What diabetes complication may Betty be experiencing and need further investigation for? 

What strategies can we suggest to help Betty manage her blood sugars with this complication? 

Click here for discussion answers 

 

 

 

 

 

Case #2: 

 Ken has had type 2 diabetes for 30 years and is being followed by nephrology for CKD- Chronic Kidney Disease.
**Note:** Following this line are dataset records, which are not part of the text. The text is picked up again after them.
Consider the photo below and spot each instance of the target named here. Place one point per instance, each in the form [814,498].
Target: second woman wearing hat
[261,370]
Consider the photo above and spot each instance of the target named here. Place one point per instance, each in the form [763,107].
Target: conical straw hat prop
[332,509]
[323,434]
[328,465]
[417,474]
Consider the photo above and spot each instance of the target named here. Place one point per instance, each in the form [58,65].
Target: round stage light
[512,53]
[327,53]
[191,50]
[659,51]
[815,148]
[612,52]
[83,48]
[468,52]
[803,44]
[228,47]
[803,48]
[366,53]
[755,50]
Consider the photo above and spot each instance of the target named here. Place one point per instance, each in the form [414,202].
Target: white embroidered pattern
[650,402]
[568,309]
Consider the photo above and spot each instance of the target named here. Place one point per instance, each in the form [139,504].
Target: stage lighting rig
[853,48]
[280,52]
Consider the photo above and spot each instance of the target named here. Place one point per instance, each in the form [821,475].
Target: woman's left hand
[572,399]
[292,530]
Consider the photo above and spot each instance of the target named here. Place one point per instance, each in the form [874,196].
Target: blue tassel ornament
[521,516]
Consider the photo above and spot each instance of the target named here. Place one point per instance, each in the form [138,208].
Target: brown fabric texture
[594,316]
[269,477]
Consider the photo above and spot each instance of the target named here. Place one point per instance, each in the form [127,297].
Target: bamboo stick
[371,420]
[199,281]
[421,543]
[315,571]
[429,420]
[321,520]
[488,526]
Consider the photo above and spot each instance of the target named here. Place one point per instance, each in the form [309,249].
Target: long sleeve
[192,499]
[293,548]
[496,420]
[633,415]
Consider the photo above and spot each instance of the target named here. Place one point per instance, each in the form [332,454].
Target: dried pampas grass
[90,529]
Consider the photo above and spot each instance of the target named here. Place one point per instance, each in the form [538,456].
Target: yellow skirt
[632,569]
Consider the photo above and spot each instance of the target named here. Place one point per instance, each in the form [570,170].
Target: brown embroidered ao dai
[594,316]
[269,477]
His GFR is 15. A1c 7.5%. 

Current diabetes medications include Gliclazide (secretagogue) 160 mg twice a day and Sitagliptin  (DPP-4 inhibitor) 25 mg once a day. 

Upon assessing safety factors you find out that Ken is waking in the morning with low blood sugars. He will also have about 4-5  low blood sugars per week during the day. 

 

What could be the reason(s) for Ken's low blood sugars? 

What kind of treatment strategies might you suggest?